Когда мы рассматриваем здесь применение логики к гуманитарным наукам, то ни в коем случае не считаем, что логика должна создавать по содержанию те определения и правила, которые там могут преобладать; но только методически она должна подготовить и подготовить расположение тех оснований, которые будут востребованы. Только эта методическая предрасположенность предполагается по отношению к логике. Если, с другой стороны, психология ставится перед гуманитарными науками в качестве ведущей дисциплины, то смысл заключается в том, что психология должна также объяснять и представлять в содержании данные нормы морали. Таким образом, независимость этики и эстетики теряется для психологии. А следствием этого будет то, что понятие закона в этике и полностью в эстетике станет ничтожным и напрасным. Ведь насколько психология способна вырабатывать законы мышления, настолько же мало она может гарантировать законы для морали и искусства.
Теперь мы ясно видим, в каком чисто методологическом смысле здесь требуется применение логики к гуманитарным наукам. До гуманитарных наук, однако, есть естественное требование со стороны естествознания. Одновременно с математическим естествознанием в Древней Греции возникло описательное естествознание, и Аристотель, упустивший методологию математики, разработал биологию. В этой области предпочтение отдается своеобразию мышления, предпочтение, можно сказать, перерастающее в самоценность. Мы только что упомянули о выражении, которым, особенно в математическом естествознании, обозначаются детерминации и закономерности, о выражении законов, которое, однако, является общеупотребительным. Мы опирались в своих рассуждениях, которые с самого начала были направлены на проблему закона, на термин познания, избегая этого выражения.
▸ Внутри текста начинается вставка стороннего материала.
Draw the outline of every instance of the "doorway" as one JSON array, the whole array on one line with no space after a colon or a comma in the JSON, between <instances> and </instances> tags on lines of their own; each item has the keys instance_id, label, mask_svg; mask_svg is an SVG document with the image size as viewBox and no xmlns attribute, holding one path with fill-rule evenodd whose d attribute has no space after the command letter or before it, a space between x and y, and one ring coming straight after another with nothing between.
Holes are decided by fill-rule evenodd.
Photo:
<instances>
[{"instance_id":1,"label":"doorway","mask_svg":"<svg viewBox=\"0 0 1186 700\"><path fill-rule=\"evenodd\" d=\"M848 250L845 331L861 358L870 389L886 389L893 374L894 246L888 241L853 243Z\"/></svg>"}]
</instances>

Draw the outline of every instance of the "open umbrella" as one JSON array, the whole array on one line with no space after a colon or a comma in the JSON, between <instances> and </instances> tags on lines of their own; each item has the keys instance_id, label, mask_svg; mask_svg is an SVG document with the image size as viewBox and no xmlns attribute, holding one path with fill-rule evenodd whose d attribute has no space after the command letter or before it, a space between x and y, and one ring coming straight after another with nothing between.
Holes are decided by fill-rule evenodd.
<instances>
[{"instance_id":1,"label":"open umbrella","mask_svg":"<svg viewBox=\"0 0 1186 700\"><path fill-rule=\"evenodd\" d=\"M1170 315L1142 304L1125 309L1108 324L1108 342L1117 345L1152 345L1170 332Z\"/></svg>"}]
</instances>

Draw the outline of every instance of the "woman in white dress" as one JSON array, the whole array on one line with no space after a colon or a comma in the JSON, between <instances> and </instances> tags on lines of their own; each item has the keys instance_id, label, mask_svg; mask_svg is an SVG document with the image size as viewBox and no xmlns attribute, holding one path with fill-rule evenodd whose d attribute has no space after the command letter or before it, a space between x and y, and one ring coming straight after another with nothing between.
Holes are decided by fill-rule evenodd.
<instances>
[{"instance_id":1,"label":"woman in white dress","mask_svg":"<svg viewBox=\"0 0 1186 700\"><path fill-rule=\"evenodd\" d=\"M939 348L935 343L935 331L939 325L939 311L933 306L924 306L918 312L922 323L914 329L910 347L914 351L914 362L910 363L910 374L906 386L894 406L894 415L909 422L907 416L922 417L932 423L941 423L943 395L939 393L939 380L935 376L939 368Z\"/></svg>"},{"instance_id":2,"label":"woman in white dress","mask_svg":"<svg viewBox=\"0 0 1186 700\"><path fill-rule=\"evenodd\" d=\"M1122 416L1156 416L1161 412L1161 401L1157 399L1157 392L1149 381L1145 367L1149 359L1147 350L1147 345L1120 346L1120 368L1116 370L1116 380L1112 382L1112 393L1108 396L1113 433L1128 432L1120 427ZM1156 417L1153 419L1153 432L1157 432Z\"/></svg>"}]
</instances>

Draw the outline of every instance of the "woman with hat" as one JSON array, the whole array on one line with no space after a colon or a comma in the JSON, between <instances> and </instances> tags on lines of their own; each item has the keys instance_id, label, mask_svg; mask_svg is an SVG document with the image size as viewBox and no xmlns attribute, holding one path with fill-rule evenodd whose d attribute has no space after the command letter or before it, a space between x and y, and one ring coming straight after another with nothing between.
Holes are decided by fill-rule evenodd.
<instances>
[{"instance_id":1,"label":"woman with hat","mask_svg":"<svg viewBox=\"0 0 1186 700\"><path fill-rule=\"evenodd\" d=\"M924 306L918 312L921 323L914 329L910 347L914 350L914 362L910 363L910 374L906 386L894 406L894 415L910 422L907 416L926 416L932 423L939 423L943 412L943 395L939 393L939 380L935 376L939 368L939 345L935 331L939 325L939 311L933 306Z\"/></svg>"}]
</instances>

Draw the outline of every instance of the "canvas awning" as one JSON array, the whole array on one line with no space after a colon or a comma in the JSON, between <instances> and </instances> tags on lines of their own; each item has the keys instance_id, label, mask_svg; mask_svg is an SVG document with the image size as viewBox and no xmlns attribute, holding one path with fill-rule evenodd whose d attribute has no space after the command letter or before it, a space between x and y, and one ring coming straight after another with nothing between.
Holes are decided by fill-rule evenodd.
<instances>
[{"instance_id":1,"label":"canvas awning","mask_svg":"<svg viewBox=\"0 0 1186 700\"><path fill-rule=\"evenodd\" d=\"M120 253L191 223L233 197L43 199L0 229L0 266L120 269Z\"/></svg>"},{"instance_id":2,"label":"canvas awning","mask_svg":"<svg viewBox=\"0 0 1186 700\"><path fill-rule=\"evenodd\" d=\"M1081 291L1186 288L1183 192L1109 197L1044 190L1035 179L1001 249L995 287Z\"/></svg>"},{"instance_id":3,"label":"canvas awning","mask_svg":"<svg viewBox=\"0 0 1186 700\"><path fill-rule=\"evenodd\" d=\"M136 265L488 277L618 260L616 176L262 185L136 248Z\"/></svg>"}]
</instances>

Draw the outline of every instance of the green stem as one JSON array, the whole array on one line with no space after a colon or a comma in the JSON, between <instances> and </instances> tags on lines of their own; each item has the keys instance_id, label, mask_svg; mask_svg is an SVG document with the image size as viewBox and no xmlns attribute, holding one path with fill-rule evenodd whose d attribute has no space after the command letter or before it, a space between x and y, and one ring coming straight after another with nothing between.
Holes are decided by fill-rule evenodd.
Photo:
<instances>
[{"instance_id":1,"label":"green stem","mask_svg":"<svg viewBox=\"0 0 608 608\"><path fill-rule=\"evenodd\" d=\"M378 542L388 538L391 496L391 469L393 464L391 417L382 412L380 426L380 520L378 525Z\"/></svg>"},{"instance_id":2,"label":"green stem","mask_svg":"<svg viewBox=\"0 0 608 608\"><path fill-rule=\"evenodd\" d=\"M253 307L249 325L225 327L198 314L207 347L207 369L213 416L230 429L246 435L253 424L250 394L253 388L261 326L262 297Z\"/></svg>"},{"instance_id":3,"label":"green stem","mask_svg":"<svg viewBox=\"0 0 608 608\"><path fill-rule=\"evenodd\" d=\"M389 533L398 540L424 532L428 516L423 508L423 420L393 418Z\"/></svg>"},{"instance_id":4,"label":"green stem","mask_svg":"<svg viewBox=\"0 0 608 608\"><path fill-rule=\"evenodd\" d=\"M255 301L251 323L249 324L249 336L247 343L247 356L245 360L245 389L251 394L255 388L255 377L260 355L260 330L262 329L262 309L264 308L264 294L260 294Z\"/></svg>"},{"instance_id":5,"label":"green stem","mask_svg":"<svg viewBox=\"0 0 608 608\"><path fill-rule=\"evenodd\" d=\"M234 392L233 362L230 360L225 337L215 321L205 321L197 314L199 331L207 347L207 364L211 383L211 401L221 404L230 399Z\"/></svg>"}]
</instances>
Однако мы увидели, как познание развивается через этот термин.
Это понятие, которым предпочтительно оперирует естественная наука об организмах и за которое она цепляется в видах. Понятие отличается от закона. Но закон обязательно имеет понятие как свою предпосылку. И так, в понятии описательное естествознание настолько же связано с математическим естествознанием, насколько оно разведено. Связь в понятии, насколько она допустима, в то же время устанавливает связь мысли в обеих областях. И поэтому распространение логики на область описательного естествознания пока оправдано. В любом случае методы этой области ни в коем случае не остаются в оппозиции к математическому естествознанию, но рассматривают его как свой идеал, к которому они стремятся и к которому они приспосабливают свои методы.
С гуманитарными науками ситуация иная. Здесь связи не такие тесные, как там. И именно видимость близости соблазнительна и опасна. И питает эту иллюзию суеверие умозрения, проходящего через тысячелетия. Тождество природы и духа, материи и сознания – это вожделенная идея, в которой встречаются спиритуализм и материализм. И снова и снова это не остается надеждой на будущее, но на почве исследований пытаются снять заклятие, которое изгоняет обе сферы. Ввиду этой опасности, которая вновь нависла над нами, необходима осторожность и осмотрительность в размышлениях о том, как и в какой степени логика должна быть допущена к духовной науке. Но не может быть никаких сомнений в том, что эти отношения должны быть востребованы, что должны быть определены их характер, направление и мера.